Not for sale

By Send Relief Staff

“If there has been one silver lining to the COVID-19 pandemic, it’s been the lowering of human trafficking levels in Thailand.”

That is what our director of operations in Asia, Pat, had to say about the influence of COVID on trafficking in his area of the nation. In this area, sex tourism is such a common practice that trips may be booked through an agent, and in each town visited, a new partner is waiting.

In Pat’s city of residence alone, there are dozens of organizations dedicated to anti-trafficking efforts, yet business continues to boom in non-COVID seasons. A grey-haired man entering a motel arm-in-arm with a 15-year-old girl is a common sight, and it is estimated that at any given moment of the day, at least 30,000 sex workers are available for hire.

But how they arrived at this stage in their lives is more complicated than some may think. For many women, the decision is not as simple as choosing prostitution or having no alternative means of income—in fact, for many, it’s not a decision at all.

It’s not unusual for “factory brokers” to visit a village and recruit women for legitimate factory jobs in the city. They will give the parents a dowry for them to allow their daughters to work in a sewing or plastics factory, and the daughters leave under the impression that they are helping support their family. Once they arrive in the city, however, they often discover that their wages aren’t enough to pay a monthly rent, much less send funds home to help their parents. Stranded in a new city without a support system, it is at this point that many women search for additional ways of earning income but, without formal education or training, the most accessible and highest-paying occupation available to them is prostitution.

Once they begin earning money in this way, they don’t feel that they can return home in case questions are asked about their jobs, but they also can’t quit because their parents would then be responsible for paying the brokers back for their dowry—a sum very few can even fathom affording. In this way, trafficking occurs not by direct force, as we often see it depicted in the media, but as a result of financial and social manipulation.

Pat elaborated, “It’s situational trafficking. In this culture, it is the women who are expected to take care of the parents as breadwinners. They’re just trying to keep their families fed and, to them, it is honorable because they’re caring for their elders. These young girls don’t want to shame their families by admitting how the money is being made, so secrets get involved and relationships are distanced, removing their options to escape the trade. They often don’t return home until they’re dying from AIDS and want to say goodbye.”
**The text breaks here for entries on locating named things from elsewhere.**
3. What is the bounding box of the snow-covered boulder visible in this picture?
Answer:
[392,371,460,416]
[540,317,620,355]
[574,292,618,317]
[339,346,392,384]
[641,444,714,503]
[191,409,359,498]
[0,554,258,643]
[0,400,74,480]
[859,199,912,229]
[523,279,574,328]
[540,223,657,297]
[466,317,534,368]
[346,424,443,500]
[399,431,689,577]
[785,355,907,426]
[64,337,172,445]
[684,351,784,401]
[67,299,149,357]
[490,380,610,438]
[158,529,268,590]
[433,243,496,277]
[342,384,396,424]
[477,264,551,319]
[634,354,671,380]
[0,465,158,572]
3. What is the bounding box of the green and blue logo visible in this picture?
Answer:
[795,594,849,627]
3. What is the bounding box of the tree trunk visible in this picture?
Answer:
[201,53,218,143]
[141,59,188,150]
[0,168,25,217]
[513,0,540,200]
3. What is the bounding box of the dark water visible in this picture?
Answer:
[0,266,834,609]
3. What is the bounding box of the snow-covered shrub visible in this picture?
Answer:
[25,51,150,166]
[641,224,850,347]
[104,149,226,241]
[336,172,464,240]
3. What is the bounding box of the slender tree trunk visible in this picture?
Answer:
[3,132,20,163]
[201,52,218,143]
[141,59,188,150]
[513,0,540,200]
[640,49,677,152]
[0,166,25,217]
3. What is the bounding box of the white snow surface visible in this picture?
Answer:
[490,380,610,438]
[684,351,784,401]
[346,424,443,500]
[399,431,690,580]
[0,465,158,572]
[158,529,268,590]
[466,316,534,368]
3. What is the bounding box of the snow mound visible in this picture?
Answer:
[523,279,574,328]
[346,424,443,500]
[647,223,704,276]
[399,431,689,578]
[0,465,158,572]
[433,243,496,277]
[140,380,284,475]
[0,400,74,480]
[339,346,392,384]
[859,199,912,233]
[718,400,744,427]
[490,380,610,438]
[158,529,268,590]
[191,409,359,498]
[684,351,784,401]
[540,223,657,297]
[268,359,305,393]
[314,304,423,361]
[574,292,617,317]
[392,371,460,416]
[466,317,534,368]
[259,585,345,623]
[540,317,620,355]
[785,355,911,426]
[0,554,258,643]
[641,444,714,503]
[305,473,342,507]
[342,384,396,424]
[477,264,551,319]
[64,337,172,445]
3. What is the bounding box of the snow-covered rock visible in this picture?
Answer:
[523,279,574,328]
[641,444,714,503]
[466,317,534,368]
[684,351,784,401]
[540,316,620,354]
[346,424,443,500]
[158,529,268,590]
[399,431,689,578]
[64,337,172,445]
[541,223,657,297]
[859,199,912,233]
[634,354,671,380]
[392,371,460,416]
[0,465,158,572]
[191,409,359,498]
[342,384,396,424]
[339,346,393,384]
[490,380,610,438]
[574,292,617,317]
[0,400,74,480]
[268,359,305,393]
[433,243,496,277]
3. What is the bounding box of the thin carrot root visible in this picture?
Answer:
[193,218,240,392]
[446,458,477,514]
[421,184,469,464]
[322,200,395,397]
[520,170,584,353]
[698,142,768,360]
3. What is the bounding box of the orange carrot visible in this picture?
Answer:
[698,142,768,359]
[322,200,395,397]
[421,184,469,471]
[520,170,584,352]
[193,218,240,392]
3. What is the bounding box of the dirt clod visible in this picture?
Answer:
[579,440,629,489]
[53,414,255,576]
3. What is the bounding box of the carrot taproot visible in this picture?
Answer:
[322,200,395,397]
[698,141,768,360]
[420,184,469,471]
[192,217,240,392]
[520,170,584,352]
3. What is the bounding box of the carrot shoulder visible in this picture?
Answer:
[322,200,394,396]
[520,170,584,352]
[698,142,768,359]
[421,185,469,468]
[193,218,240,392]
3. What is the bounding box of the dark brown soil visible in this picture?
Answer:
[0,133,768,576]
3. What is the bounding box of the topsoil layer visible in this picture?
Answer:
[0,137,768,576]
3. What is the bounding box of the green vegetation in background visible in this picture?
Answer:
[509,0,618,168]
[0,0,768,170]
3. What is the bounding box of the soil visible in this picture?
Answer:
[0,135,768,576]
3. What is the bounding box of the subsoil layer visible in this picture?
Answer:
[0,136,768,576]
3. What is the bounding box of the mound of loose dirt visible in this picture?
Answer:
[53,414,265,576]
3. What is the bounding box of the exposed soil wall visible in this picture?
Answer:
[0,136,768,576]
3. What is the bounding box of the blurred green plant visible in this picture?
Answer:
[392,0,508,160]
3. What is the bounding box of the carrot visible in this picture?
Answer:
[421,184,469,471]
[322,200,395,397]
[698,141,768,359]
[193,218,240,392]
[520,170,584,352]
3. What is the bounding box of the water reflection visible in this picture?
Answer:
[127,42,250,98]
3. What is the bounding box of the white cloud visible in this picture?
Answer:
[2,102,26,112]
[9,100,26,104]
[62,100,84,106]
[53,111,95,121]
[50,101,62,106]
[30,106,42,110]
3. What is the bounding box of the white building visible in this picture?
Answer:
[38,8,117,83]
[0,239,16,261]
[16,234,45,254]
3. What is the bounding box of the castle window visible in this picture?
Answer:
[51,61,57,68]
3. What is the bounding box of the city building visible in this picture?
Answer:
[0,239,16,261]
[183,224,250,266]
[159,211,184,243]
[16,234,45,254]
For non-locals, there are other ways of being coerced into trafficking rings.

Hundreds of refugees and asylum seekers who cannot afford official paperwork or the return tickets to their home countries wind up unwilling illegal immigrants, unable to work official jobs. To feed their children, many turn to the only accessible market for migrants—the sex trade. In Pat’s words, “High rises and skyscrapers in the city center are basically glorified refugee camps because of how many people are ‘servicing’ businessmen in manipulative relationships.”

Sometimes it’s not manipulation, though. Some are intentionally peddled by their parents. One Send Relief partner in a neighboring nation shared her heartbreaking experience with a teenager at our safe house. Our safe home partners had rescued her off the streets and were helping her learn a vocational trade when her father arrived and demanded she leave. He had already accepted money from a “john” to buy her and, because she was under 18, our partners could not legally keep her without her parents’ consent without being accused of kidnapping. Though she had become a fervent believer in her time at the home, she had no choice but to leave with her father and return to the trade.

Our partner commented, “If only people would realize others aren’t for sale. This has been a problem since the beginning of time. If you look in the Old Testament, women were used for objects even then. The more people are aware and observant in places like nail salons and massage parlors, where women are often trafficked, the more we can investigate these situations. We need to look out for these girls who can’t speak English or are being treated as subservient in their places of business—if you suspect someone is being trafficked, please ask questions.”